Geneva – An anticipated rise in the frequency, intensity and duration of heatwaves and an associated increase in wildfires this century is likely to worsen air quality, harming human health and ecosystems.
The mix of pollution and climate change will impose an additional climate penalty for hundreds of millions of people, according to a new report from the World Meteorological Organisation (WMO) released today.
The annual WMO air quality and climate bulletin outlines the state of air quality and its connections with climate change. The report explores a range of possible air quality outcomes under high and low greenhouse gas emission scenarios.
As the planet warms, wildfires and air pollution are expected to increase, even under a low emissions scenario. In addition to human health impacts, this will also affect ecosystems as air pollutants settle from the atmosphere onto the world’s surface.
Heatwaves in Europe and China this year are a foretaste of the future because the planet can expect wildfires and the heat to increase, intensify, which could lead to even worse air quality, a phenomenon known as the climate penalty.
Climate penalty refers to the climate change amplification effect on ground-level ozone production, which negatively impacts the air people breathe.
The regions with the strongest projected climate penalty is mainly in Asia which is home to a quarter of the world’s population.
Some regions are experiencing increasing wildfires, including parts of western north America, the Amazon and Australia.
The UN’s intergovernmental panel on climate change latest sixth assessment report includes scenarios on the evolution of air quality as temperatures increase in the 21st century.
If greenhouse gas emissions remain high, such that global temperatures rise by 3Cdeg from pre-industrial levels by the second half of the 21st century, surface ozone levels are expected to increase across heavily polluted areas, particularly in Asia.
This includes a 20 percent increase across Pakistan, northern India and Bangladesh, and 10 percent across eastern China.
Most of the ozone increase will be due to an increase in emissions from fossil fuel combustion, but roughly a fifth of this increase will be due to climate change, most likely realized through increased heatwaves, which amplify air pollution episodes.
Therefore heatwaves, which are becoming increasingly common due to climate change, are likely to continue leading to a degradation in air quality.
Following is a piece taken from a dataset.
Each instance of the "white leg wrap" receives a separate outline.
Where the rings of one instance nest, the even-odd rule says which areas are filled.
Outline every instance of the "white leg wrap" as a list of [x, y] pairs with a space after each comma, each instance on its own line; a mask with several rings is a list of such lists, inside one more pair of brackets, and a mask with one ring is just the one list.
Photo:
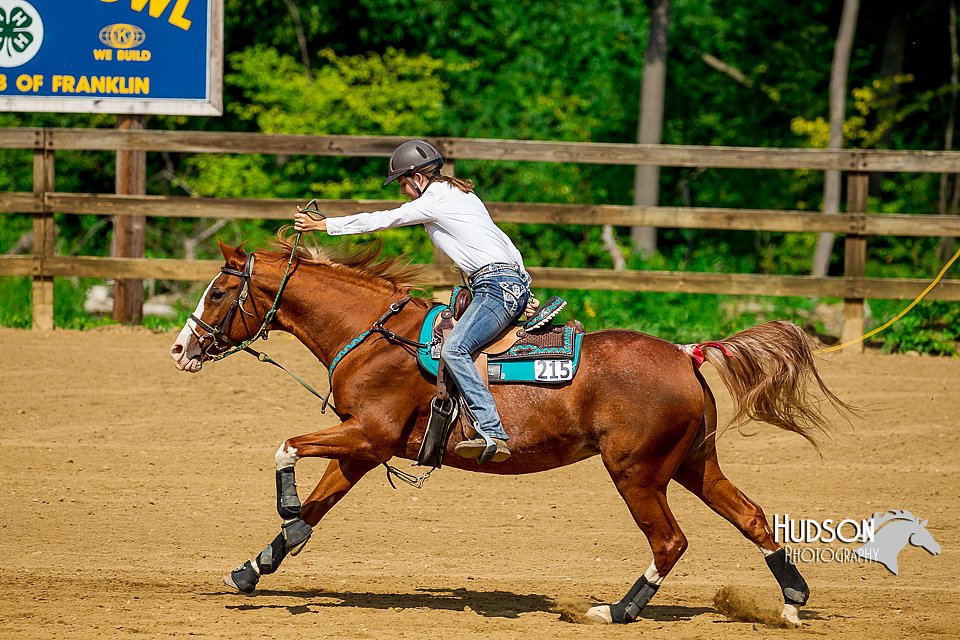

A worldwide carbon neutrality emissions scenario would limit the future occurrence of extreme ozone air pollution episodes.
Particulate matter or aerosols have complex characteristics which can either cool or warm the atmosphere.
The IPCC suggests the low-carbon scenario will be associated with a small, short-term warming prior to temperature decreases.
However, natural aerosol emissions such as dust and wildfire smoke are likely to increase in a warmer, drier environment due to desertification and drought conditions, and may cancel out some of the effects of the reductions in aerosols related to human activities.
A future world that follows a low-carbon emissions scenario would benefit from reduced deposition of nitrogen and sulphur compounds from the atmosphere to the Earth’s surface, where they can damage ecosystems.
The response of air quality and ecosystem health to proposed future emissions reductions will be monitored by WMO stations around the world, which can quantify the efficacy of the policies designed to limit climate change and improve air quality.